How can cooking activities positively impact older people?

How can cooking activities positively impact older people?

How can cooking activities positively impact older people?
Preparing food is something that many people from all walks of life take great pleasure in. Some make a living out of it, others have become famous from it and those in care homes can benefit from the wonders of food preparation as well.

Dr. Terry Tucker, director of learning, development and hospitality at Barchester Healthcare, noted that older people often enjoy food a lot more when they are aware of what they are going to eat. Even just taking part in the cooking process through small tasks such as peeling carrots or making fresh coffee, with its pleasant aromas, can wet their appetites and get them excited about food.

Barchester has involved residents in cooking through numerous activities. Terry explained that in the past, residents have made shortbread and Christmas cake.

"It goes without saying that food is an important factor when providing a good quality of life for older people," she said. “Dining is a delightful, social experience that people should look forward to and food should be delicious as well as nutritious to ensure that older people are getting all the vitamins and minerals that their bodies need. Involving people in activities such as food preparation helps them to become more involved with the food they are going to eat, which in turn It also helps maintain their appetite and keeps them enjoying their food."

Terry has gone to even further lengths in the past to get older people active with their food. She has written two cookery books based on residents' recipes, one of which is called Nutritious and Delicious and is available to buy from Amazon.

When researching these books, Terry asked the chefs at each of Barchester's 200 care homes to talk with residents about food to make it a topic of conversation and of interest. Residents spoke about their favourite recipes and from this the chefs went away and cooked a meal for them. These were then included in the books.

As a result residents have taken great delight in seeing their recipes printed and this has made them even more involved in cooking and even selecting the ingredients, Terry continued.

Chefs are also encouraged to experiment and get residents trying out things they may not have had in the past, such as smoothies, and this has proved to be very beneficial, according to Terry.

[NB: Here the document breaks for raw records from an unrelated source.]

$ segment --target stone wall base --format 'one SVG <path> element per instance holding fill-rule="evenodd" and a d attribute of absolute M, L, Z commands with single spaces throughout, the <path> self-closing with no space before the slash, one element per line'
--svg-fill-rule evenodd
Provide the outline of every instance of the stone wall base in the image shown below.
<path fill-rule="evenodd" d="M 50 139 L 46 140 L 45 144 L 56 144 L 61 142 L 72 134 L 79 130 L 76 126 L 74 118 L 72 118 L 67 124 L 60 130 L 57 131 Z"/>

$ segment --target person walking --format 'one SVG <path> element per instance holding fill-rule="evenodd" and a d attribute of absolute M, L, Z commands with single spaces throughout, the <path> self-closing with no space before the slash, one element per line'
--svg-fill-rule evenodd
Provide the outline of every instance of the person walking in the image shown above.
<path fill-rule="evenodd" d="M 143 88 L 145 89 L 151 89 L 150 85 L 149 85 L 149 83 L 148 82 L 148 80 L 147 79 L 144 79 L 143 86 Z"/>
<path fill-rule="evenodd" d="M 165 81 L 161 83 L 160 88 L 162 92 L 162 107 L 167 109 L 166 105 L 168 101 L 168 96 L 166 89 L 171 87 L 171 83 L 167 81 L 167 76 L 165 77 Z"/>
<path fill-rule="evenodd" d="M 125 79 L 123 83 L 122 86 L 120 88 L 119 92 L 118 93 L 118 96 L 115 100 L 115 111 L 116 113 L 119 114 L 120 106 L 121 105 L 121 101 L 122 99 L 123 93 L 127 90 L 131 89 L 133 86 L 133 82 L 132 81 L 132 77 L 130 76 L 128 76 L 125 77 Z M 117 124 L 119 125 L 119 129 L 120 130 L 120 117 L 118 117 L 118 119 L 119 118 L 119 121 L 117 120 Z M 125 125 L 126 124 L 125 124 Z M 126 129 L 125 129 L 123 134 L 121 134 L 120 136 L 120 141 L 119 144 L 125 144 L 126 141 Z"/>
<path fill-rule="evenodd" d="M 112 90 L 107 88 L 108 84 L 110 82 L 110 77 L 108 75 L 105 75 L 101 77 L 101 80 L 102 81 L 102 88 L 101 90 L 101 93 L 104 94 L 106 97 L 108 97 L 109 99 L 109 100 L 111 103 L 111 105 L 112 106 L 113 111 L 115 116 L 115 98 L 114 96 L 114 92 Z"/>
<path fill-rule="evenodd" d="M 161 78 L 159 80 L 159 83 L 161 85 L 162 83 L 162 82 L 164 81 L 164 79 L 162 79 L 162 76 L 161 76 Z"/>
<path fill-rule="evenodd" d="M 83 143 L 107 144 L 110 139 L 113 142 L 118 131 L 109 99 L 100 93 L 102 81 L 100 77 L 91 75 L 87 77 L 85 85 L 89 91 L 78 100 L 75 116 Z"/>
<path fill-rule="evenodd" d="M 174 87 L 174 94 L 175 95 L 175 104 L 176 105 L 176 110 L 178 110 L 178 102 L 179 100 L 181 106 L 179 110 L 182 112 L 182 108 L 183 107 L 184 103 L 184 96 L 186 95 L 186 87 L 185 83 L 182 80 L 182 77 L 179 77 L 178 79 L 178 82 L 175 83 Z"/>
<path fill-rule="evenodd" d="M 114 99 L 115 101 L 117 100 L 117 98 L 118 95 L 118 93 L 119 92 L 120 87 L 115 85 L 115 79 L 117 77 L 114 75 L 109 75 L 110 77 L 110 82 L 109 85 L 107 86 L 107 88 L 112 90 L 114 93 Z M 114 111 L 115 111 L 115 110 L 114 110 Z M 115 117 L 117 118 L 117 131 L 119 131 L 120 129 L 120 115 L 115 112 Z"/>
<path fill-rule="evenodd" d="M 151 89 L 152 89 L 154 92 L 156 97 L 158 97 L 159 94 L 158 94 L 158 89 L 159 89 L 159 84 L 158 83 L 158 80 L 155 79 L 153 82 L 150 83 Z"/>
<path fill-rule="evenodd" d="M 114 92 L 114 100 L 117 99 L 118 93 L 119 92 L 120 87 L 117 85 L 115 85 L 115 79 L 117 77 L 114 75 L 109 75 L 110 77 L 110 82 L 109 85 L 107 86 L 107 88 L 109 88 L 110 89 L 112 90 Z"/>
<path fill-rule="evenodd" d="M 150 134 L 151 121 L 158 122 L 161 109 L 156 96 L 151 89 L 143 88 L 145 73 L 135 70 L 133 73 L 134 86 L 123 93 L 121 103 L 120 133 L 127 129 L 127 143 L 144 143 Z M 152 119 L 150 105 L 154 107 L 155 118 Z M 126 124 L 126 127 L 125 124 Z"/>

It seems the act of cooking can also help in residents' overall wellbeing. Director of dementia services at Barchester, Sheena Wyllie noted that creating meals can be more than just about food preparation - it is also about recall. Reminiscing and having the chance to talk about what they associate with cooking can be beneficial for those with dementia, Ms Wyllie pointed out.

The process may help bring back memories of grandparents, their life as a child, their experiences as a parent when they cooked for their children, or what they used to eat, Sheena explained.

She continued: "It may actually not be associated with food at all, it may just be associated with an emotional memory of eating Sunday lunch or something similar.

"For people with dementia, the trigger is actually familiarity so if you are talking about cooking you need to be in a kitchen that looks, sounds, smells and tastes like a kitchen," Sheena noted. This can include foodstuff, pots and pans as well as familiar items and objects that the residents can "really feel, taste and touch", she added. Barchester has made this possible in many of their homes with Life style kitchens for residents in cook and bake in.

Of course, the link between dementia and diet is something that has been picked up on numerous times in the past. This was highlighted by recent research, published in the journal Molecular Neurodegeneration, which indicated that a high-protein diet may increase a person's chances of developing Alzheimer's.

Tests showed that mice which were fed foods similar to those found in the original Atkins Diet had brains five per cent lighter than the others involved in the study. With this in mind, perhaps educating people about food preparation can be of benefit to both those with dementia as well as those without.